Certain validators allows adjusting the flagging thresholds by setting the confidence level for each defense category. This allows you to customize the strictness and risk tolerance for your specific use cases.

For instance, if a use case has a high tolerance for risk, you can configure a detector to flag only detections with very high confidence, minimizing false positives. Conversely, for scenarios requiring strict protection, even at the expense of user experience, you can set the detector to flag any potential detection. This is achieved by adjusting the confidence level threshold for each defense. The threshold determines the minimum confidence level required for a detector to flag a detection.

Obiguard defines the following confidence levels:

L1 - Lenient, minimizing false positives. L2 - Balanced, allowing some false positives. L3 - Strict, with very low false negatives but more false positives. L4 - Paranoid, prioritizing minimal false negatives at the cost of higher false positives. This is the default confidence level.

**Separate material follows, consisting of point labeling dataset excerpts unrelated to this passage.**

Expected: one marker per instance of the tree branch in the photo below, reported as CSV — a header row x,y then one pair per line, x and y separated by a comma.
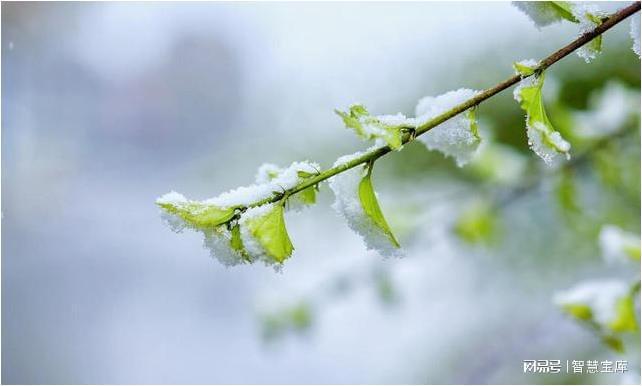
x,y
476,100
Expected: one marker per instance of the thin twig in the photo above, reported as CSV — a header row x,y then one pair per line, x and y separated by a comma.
x,y
472,102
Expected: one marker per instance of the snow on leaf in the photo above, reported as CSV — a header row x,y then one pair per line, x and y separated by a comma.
x,y
286,178
382,128
197,215
605,302
347,188
371,206
589,17
525,67
635,33
264,234
543,13
542,137
618,245
457,137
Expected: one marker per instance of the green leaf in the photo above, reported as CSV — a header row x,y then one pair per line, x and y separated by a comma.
x,y
235,242
199,215
614,343
544,13
625,319
523,69
563,9
270,231
371,207
372,127
543,138
308,195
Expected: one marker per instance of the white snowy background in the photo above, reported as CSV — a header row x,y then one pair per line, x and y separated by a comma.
x,y
107,106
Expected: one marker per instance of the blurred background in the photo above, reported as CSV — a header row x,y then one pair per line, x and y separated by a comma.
x,y
106,106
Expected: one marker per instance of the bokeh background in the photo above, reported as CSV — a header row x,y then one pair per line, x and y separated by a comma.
x,y
106,106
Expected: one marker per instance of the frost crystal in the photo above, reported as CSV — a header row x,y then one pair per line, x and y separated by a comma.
x,y
635,33
618,245
216,217
589,17
601,297
250,243
458,136
384,129
266,186
610,109
347,203
540,142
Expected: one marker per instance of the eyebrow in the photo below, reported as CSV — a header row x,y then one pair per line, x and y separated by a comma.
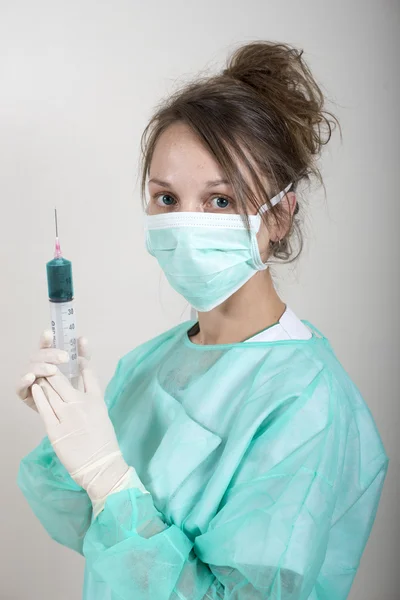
x,y
213,183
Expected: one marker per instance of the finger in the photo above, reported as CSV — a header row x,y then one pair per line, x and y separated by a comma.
x,y
50,355
46,339
43,406
90,382
30,403
84,348
24,384
62,387
54,399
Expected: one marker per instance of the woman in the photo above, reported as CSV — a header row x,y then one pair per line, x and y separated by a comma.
x,y
231,457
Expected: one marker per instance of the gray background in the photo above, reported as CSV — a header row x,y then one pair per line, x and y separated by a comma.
x,y
78,82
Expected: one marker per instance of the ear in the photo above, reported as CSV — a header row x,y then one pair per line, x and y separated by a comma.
x,y
288,206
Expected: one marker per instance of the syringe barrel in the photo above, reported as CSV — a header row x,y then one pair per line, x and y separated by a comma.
x,y
63,326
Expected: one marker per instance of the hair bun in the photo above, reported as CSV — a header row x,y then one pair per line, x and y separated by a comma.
x,y
279,75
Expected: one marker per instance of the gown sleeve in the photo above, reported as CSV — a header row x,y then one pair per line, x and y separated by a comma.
x,y
268,538
63,507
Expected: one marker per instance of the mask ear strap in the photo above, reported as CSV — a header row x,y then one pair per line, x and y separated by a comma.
x,y
274,201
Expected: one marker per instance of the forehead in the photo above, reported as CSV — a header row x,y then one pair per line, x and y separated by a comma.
x,y
179,151
179,155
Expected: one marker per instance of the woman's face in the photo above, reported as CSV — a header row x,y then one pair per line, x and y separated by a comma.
x,y
185,177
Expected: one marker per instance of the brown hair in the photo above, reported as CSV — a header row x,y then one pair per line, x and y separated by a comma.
x,y
265,110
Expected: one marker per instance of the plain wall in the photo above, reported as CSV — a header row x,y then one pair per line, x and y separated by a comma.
x,y
78,81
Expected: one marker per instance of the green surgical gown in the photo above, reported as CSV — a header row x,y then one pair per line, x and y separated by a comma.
x,y
264,468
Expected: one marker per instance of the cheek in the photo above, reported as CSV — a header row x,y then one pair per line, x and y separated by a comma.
x,y
263,239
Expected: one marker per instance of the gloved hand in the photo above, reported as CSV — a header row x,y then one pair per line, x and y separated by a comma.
x,y
44,364
82,435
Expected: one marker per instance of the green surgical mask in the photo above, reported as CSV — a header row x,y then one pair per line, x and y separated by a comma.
x,y
206,257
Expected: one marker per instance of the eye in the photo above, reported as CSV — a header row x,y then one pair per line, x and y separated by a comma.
x,y
220,202
164,200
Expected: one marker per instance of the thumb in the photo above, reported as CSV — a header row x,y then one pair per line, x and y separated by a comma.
x,y
90,382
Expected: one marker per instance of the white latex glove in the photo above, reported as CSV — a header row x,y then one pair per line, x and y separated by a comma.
x,y
44,364
82,435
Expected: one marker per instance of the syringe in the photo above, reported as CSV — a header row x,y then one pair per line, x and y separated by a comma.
x,y
63,322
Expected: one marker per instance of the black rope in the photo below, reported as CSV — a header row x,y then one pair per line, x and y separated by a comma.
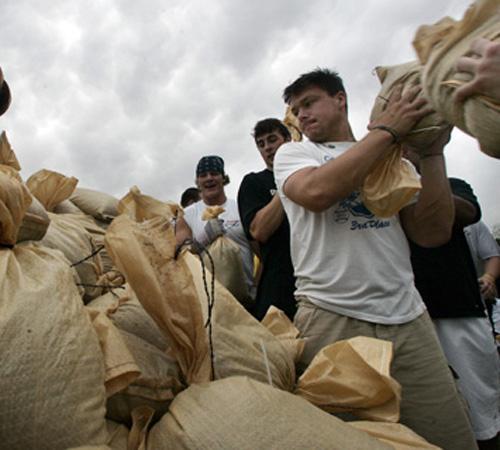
x,y
199,249
95,252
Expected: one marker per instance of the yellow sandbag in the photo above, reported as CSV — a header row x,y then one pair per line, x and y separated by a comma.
x,y
119,364
278,323
7,155
97,204
173,292
159,381
52,392
79,248
240,413
396,435
438,47
391,185
353,376
35,222
425,130
225,255
50,187
15,199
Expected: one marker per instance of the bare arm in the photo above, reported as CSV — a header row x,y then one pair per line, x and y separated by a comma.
x,y
267,220
318,188
429,222
182,231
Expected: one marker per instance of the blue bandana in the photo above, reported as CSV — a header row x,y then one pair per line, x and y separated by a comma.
x,y
210,164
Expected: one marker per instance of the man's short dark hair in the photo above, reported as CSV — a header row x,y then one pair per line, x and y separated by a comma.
x,y
325,79
190,195
269,126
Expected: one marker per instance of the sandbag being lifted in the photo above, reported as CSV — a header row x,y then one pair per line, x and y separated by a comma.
x,y
438,47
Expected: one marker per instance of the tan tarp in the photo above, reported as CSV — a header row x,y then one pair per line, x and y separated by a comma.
x,y
159,381
99,205
394,434
438,47
391,185
7,155
120,366
225,255
240,413
353,376
77,245
52,392
51,188
15,199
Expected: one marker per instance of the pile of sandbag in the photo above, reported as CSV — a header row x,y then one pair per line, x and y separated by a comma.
x,y
438,47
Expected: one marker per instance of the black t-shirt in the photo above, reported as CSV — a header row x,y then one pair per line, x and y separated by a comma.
x,y
445,276
277,283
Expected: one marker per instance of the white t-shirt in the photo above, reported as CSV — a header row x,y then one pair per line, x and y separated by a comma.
x,y
482,244
347,260
233,228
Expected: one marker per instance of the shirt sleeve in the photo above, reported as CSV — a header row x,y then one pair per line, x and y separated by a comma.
x,y
291,158
251,199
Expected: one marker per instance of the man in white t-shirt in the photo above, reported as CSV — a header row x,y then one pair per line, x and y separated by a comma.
x,y
210,180
353,269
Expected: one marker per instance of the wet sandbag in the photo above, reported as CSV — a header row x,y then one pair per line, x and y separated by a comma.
x,y
173,291
156,386
240,413
97,204
427,129
7,155
438,47
391,185
51,188
80,250
52,392
353,376
15,199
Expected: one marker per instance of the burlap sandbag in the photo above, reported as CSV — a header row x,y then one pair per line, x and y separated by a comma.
x,y
120,366
391,185
173,292
51,188
79,247
438,47
353,376
240,413
99,205
425,130
158,383
35,222
225,254
7,155
52,392
15,199
396,435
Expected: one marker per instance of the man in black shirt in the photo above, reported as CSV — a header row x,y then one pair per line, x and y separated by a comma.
x,y
265,223
446,278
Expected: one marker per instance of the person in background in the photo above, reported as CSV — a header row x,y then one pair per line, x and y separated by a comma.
x,y
210,181
265,223
484,65
447,280
353,269
5,96
190,196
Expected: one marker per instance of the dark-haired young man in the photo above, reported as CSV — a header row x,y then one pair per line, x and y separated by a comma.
x,y
265,223
353,269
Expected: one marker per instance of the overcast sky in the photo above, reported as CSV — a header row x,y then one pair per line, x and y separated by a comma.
x,y
123,93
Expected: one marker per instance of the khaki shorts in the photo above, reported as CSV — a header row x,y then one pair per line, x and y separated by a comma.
x,y
430,403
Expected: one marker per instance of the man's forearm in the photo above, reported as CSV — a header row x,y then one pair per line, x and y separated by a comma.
x,y
267,220
429,221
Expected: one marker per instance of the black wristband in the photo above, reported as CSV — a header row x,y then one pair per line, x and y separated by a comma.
x,y
391,131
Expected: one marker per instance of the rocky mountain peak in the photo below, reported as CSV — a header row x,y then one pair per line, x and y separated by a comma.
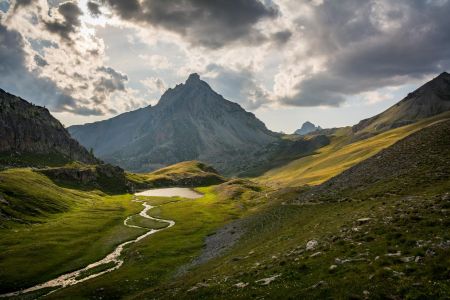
x,y
194,77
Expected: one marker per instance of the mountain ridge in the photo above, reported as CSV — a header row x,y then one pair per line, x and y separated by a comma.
x,y
190,122
428,100
28,129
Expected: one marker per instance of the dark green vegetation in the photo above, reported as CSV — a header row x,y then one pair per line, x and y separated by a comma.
x,y
188,173
48,230
357,218
107,178
158,258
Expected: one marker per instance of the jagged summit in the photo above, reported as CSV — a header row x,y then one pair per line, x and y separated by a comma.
x,y
194,77
190,122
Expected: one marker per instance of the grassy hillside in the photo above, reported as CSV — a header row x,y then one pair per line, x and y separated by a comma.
x,y
162,256
188,173
47,230
385,237
341,154
78,226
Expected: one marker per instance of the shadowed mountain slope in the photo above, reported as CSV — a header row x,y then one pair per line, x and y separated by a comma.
x,y
190,122
430,99
29,132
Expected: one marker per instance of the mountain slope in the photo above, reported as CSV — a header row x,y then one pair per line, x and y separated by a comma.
x,y
190,122
379,230
430,99
27,130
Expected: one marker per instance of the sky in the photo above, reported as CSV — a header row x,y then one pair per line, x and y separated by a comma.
x,y
288,61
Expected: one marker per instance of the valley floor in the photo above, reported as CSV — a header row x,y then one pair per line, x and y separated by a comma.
x,y
380,229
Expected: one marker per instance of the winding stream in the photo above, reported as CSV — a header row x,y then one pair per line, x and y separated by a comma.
x,y
114,258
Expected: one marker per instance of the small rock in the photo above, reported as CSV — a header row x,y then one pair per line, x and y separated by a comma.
x,y
363,220
3,200
316,254
266,281
311,245
241,284
398,253
407,259
320,283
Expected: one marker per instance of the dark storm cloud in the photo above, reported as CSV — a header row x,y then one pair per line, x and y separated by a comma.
x,y
94,8
41,62
115,81
237,85
370,46
71,14
281,37
19,3
17,79
208,23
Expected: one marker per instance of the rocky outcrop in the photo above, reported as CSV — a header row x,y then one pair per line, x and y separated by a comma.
x,y
30,129
105,177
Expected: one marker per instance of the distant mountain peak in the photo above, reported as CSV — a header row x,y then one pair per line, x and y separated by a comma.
x,y
306,128
194,77
190,122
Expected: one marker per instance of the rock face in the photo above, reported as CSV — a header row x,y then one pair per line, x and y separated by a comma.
x,y
190,122
306,128
29,129
430,99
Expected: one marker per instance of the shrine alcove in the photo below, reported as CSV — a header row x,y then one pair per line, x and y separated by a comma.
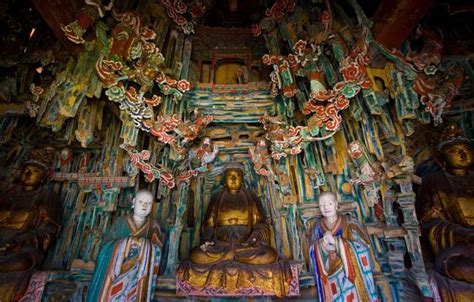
x,y
155,150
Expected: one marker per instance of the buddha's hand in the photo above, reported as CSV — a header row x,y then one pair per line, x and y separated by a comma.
x,y
464,234
205,246
250,242
9,246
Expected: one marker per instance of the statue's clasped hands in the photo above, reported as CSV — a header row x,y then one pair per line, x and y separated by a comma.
x,y
329,242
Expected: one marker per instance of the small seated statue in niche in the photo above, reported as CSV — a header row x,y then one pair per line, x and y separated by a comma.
x,y
235,257
340,255
127,264
446,211
29,223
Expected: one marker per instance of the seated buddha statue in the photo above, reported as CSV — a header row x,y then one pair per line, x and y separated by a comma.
x,y
235,253
29,223
446,210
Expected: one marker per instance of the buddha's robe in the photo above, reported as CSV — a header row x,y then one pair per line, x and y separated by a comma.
x,y
345,274
446,210
231,222
235,264
31,219
127,264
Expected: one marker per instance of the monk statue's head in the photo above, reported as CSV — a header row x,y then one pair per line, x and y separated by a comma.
x,y
328,204
142,203
455,151
35,170
233,178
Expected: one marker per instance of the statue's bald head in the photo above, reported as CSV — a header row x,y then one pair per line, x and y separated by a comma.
x,y
143,203
145,193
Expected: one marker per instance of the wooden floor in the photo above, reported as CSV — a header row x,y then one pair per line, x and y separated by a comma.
x,y
307,294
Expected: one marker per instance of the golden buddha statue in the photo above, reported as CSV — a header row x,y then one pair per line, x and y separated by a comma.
x,y
29,222
446,207
235,255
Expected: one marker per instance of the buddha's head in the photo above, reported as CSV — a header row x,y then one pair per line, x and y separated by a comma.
x,y
32,176
142,203
36,169
233,178
328,204
455,151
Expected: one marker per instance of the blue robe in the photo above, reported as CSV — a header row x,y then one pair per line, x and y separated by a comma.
x,y
345,274
127,264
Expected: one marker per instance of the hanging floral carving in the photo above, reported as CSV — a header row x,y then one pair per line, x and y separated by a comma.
x,y
152,172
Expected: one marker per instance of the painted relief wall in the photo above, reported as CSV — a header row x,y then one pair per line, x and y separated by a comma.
x,y
305,98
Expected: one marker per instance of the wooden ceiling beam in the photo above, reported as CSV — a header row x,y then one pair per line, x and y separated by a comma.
x,y
394,20
56,13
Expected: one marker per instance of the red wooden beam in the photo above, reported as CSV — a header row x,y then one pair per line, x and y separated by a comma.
x,y
394,20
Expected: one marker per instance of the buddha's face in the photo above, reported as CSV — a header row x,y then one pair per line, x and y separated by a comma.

These levels align with OWASP’s paranoia level definitions for web application firewalls (WAFs).

The Unknown Links detector cannot be adjusted and only provides a binary result: passed or failed.

Latency impact

The response time of the guard API depends on the content length being screened and the detectors specified in the policy.

Changes to a policy may affect the latency experienced by your application and its users.

If you need help aligning your policies to meet strict latency requirements please reach out to [email protected].

A simple policy example

Here’s an example of how you could configure a policy for your customer support chatbot:

Input settings:

  • Detect Jailbreak validator: Set the threshold level to 0.8, ensuring that any request highly likely to be a prompt attack is flagged.
  • Detect PII validator: Enable detection for credit card numbers, IBAN codes, and US Social Security Numbers to prevent malicious data extraction and accidental user data leaks to the app or third-party LLM provider.
  • Profanity Check validator: Flag any content that is likely to be inappropriate or offensive.

Output settings:

  • Toxic Language validator: Set the threshold level to 0.8 to flag content that is likely to violate moderation rules, ensuring the chatbot isn’t manipulated into generating inappropriate responses.
  • Competitor Guard validator: Add your competitors’ names to flag any mention of their brand or products.
  • NSFW Text validator: Set the threshold level to 0.8 to prevent the chatbot from sharing phishing or malicious links due to indirect prompt attacks.

For example, if one of your products is jerk seasoning and Obiguard flags mentions of “jerk” as potential profanity due to strict content moderation settings, you can resolve this by editing the policy. Adjust the profanity threshold level to L1 while keeping other content moderation detectors at L3. This change takes effect immediately, allowing your customers to freely ask questions about jerk seasoning.